In calculus there exists a 'derivative', which simply just measures the difference between two points on a curve. For well behaved mathematical functions there are infinitely many points and so there exists a derivative at every point. Where there are infinitely many points in a curve that curve is called 'continuous'. Continuous curves are very nice to deal with since each point on it exists almost exactly where its neighbors are. However, if the curve does not have infinitely many points on it, but instead has a finite number of points on it, that curve is called 'discrete' instead of continuous. Taking the derivative of discrete curves is much trickier business since there are none of the mathematical conveniences that a continuous offers. In the real world everything we measure is a discrete curve, including Price (since we measure it a finite number of times, aka each candlestick)!

The branch of Discrete Mathematics has found an approach to measure the derivative along a discrete curve, that approach is aptly called "Finite Difference". To get a more accurate approximation of a discrete derivative, the finite difference approach uses weighted combinations of neighboring points. The most common type of finite difference is a 'central' difference, this uses a combination of points before and after the point of interest to approximate the discrete derivative. This is great for historical analysis but is not of much use for trading algorithms since it technically means using future prices to calculate the derivative of the current point. Instead we can use a less common variant called a 'Backwards Difference' that only uses a combination of points before the current one to help approximate the current derivative.

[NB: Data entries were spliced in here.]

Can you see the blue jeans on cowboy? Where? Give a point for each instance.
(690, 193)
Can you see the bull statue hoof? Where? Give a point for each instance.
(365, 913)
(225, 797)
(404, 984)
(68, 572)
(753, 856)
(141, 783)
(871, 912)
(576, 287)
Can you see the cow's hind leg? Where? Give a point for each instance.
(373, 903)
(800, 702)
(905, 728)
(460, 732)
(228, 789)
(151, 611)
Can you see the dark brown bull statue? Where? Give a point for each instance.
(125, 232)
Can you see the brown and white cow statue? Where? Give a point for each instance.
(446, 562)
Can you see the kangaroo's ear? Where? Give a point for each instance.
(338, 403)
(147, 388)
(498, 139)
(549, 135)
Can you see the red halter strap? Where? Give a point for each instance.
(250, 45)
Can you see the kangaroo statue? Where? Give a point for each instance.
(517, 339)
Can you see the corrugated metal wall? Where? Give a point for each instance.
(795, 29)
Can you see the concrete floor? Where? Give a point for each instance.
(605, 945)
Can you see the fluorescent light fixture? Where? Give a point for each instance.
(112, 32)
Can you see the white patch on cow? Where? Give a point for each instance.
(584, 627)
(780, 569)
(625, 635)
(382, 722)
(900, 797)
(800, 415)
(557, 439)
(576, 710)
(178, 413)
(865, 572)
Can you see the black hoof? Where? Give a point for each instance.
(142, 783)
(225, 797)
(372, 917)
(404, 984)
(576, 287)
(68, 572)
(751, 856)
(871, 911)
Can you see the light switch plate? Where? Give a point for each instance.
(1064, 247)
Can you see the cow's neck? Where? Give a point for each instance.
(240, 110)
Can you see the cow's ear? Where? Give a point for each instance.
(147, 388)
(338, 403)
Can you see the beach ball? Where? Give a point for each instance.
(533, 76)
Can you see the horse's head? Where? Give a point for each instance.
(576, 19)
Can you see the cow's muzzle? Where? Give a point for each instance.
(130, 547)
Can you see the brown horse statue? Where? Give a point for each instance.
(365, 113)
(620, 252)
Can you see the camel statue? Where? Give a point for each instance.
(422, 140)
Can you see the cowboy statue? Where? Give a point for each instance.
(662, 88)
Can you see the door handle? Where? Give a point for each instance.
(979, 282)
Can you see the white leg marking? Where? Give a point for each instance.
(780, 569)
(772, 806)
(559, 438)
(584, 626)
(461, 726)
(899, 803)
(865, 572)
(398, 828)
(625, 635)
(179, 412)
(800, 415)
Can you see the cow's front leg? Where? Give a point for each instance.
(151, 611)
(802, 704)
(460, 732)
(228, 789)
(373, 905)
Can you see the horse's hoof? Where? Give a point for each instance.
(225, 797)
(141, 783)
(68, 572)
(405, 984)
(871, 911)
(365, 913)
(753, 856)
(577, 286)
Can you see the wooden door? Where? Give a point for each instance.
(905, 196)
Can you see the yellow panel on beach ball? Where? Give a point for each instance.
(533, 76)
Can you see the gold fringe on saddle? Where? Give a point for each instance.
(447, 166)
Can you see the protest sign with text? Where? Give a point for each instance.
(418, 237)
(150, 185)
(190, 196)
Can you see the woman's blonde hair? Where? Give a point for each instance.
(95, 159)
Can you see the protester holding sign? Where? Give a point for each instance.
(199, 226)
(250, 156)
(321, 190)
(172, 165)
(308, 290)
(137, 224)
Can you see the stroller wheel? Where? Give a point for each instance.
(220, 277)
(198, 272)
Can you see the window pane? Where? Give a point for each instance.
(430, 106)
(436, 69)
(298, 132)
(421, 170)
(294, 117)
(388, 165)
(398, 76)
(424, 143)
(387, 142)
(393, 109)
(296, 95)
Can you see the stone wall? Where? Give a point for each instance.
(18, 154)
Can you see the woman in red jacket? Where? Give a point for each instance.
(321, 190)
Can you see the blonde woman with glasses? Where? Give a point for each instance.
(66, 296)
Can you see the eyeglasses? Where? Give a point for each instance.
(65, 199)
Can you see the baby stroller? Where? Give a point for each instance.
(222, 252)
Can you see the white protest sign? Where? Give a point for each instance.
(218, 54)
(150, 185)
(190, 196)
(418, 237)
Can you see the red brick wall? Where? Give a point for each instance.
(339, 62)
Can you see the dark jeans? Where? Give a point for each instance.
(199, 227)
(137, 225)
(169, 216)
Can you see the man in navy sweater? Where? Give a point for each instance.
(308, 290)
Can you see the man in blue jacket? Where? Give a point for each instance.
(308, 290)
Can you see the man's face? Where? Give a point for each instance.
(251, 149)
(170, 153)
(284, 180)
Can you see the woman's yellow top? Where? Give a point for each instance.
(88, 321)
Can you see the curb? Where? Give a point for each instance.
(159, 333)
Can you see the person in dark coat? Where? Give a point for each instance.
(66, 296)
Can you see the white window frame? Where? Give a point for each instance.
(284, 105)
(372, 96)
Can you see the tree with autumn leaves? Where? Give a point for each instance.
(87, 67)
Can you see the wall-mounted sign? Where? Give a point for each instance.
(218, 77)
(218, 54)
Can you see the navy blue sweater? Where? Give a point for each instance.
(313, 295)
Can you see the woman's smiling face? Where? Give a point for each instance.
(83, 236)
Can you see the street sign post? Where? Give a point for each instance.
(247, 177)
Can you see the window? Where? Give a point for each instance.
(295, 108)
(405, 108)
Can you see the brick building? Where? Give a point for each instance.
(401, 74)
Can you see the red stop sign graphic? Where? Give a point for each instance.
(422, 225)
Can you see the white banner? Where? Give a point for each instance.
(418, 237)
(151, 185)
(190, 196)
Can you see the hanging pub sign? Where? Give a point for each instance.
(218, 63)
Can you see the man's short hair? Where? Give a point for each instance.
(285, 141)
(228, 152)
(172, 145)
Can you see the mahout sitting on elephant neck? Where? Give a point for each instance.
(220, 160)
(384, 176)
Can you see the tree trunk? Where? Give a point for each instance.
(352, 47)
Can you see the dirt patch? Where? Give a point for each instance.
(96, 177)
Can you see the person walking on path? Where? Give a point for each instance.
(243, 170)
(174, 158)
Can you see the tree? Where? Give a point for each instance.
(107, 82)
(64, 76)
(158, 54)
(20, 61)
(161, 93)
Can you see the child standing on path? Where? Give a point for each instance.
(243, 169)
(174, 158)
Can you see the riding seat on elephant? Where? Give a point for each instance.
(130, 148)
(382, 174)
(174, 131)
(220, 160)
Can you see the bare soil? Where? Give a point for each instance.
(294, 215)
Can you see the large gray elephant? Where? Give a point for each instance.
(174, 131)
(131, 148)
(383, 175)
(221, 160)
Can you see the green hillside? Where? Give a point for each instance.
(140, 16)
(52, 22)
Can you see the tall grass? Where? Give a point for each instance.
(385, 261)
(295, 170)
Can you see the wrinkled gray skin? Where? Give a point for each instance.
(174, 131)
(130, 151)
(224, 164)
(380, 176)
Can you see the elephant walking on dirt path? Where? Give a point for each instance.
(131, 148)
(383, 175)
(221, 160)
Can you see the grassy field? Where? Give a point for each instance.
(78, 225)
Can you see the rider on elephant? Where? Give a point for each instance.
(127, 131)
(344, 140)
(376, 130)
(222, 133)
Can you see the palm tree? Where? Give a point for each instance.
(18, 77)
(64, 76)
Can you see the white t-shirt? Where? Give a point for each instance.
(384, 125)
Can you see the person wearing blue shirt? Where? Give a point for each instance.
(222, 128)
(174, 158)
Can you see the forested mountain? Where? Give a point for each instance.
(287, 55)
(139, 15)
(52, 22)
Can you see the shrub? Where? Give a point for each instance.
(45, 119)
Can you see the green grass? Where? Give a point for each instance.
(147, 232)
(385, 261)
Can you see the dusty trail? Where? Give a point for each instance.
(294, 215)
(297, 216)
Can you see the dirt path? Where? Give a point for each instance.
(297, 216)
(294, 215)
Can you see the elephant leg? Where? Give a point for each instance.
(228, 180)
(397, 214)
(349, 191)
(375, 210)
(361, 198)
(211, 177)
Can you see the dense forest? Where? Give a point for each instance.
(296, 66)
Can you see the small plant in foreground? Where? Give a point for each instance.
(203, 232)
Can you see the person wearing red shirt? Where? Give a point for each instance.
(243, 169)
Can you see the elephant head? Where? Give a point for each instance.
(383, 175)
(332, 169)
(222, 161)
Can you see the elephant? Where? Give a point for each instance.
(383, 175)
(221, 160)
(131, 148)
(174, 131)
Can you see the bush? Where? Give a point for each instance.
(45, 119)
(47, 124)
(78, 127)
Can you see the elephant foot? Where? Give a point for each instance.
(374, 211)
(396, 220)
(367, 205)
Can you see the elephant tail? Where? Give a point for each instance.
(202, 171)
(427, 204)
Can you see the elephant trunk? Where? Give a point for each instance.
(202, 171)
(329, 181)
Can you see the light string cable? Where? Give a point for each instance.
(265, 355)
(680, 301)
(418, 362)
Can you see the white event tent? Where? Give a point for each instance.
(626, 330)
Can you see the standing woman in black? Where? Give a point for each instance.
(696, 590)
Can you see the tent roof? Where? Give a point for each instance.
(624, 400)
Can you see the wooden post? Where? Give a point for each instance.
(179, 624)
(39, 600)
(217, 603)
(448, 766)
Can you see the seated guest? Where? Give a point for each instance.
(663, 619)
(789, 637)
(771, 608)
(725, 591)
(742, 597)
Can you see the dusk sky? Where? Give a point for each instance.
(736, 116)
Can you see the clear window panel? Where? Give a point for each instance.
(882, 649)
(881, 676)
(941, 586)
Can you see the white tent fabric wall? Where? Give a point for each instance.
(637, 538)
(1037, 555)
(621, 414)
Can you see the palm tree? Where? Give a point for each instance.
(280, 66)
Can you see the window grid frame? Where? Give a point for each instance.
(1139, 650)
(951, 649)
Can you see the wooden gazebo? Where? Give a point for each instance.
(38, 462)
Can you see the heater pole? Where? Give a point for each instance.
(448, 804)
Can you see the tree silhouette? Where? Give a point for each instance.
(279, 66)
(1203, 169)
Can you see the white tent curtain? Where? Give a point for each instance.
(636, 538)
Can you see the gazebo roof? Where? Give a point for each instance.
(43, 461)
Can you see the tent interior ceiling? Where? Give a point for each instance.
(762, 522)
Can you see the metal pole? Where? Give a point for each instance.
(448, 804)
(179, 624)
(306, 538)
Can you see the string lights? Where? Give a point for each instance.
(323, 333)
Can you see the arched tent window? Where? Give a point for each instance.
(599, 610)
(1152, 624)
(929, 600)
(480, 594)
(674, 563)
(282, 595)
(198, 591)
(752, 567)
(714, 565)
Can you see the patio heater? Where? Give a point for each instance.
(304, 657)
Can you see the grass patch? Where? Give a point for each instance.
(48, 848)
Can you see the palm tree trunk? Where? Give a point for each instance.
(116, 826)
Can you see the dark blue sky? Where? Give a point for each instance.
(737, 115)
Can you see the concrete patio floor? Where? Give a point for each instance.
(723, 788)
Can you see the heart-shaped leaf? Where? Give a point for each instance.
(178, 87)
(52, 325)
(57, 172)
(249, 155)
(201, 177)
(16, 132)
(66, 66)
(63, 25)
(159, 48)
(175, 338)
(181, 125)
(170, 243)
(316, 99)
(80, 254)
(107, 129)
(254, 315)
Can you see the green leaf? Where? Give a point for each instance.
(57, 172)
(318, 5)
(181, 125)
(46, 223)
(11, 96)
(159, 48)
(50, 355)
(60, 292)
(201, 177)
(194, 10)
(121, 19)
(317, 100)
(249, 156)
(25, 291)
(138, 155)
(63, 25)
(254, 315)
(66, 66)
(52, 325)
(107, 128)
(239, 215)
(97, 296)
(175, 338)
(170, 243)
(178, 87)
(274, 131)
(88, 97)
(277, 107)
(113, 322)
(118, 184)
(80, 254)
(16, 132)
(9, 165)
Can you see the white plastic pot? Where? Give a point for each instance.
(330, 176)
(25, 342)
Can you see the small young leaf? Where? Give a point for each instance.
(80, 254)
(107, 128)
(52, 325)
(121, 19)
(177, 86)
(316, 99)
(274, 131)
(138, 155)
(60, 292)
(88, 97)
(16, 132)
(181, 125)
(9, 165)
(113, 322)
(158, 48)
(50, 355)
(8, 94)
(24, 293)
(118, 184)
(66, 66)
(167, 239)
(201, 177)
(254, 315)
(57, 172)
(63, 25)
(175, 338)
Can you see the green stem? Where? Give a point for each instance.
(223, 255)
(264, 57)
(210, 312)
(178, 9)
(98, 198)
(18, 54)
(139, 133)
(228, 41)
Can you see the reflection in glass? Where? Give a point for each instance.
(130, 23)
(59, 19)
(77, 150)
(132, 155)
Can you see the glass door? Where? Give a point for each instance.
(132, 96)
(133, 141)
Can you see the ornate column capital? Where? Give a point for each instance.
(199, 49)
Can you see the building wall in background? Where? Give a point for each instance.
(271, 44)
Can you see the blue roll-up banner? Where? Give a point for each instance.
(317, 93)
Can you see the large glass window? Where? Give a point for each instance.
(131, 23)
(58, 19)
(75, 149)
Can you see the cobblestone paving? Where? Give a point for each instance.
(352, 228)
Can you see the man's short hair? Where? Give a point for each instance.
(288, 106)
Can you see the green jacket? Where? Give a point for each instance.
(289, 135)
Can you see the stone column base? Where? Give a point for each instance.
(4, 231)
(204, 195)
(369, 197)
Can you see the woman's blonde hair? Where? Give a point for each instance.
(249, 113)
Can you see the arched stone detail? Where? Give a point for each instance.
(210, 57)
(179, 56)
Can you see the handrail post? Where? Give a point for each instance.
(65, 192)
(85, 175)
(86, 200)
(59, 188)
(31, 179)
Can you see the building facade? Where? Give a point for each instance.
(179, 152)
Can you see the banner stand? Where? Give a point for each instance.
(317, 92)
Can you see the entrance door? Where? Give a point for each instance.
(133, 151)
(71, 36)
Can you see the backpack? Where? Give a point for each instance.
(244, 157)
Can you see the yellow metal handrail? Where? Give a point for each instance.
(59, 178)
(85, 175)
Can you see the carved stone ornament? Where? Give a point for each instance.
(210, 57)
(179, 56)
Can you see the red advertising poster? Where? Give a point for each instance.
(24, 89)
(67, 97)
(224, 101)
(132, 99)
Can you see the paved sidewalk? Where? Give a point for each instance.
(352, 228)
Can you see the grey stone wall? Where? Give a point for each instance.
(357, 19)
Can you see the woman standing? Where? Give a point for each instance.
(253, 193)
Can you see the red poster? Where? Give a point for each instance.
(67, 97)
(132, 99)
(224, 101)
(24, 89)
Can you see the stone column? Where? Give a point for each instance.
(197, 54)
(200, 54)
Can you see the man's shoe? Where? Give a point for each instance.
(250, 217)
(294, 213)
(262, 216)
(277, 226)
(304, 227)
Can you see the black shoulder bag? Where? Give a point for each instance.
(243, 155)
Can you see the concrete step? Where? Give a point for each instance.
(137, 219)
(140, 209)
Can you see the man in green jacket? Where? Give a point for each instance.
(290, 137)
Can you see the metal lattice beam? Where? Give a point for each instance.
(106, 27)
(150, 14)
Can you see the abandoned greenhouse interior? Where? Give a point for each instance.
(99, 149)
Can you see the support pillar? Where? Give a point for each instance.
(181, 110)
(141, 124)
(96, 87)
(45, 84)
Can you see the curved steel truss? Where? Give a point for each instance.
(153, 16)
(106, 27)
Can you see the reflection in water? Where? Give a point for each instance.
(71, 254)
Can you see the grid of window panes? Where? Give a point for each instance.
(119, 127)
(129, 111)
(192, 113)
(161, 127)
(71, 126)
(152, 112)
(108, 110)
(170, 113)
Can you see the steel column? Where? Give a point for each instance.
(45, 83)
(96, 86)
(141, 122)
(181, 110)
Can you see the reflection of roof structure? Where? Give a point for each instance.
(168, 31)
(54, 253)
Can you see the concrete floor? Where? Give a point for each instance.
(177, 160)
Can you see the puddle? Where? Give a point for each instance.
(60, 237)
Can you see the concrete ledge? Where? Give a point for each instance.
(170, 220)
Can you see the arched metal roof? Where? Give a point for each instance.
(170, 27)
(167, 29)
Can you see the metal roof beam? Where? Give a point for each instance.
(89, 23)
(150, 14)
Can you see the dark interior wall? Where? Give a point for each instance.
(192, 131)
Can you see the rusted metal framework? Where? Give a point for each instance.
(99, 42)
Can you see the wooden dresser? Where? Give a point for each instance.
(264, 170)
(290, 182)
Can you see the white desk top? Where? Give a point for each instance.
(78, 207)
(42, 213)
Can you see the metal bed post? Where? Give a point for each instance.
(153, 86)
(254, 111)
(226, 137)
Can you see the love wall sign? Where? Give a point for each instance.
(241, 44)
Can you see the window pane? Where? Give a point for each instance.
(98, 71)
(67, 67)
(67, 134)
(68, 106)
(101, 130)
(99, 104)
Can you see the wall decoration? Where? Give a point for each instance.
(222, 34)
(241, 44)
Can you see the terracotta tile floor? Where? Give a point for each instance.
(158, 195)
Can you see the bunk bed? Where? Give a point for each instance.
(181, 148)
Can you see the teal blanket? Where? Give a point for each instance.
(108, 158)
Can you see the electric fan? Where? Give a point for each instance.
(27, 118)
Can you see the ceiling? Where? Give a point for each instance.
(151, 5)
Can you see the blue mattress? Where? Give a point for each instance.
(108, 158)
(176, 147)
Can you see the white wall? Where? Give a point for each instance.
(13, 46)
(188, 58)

In this script you can choose the "Order" of your derivative and the "Accuracy" of its approximation. This script is for educational purposes for folks building trading algorithms. Many trading algorithms often have an element of seeing how much Price has changed from the previous candle to the current candle. This approach is the lowest accuracy derivative possible, and using the backwards finite differences, made available for the first time on TradingView (!!), algorithms that use derivatives can now have higher orders of accuracy!

Happy Trading/Developing!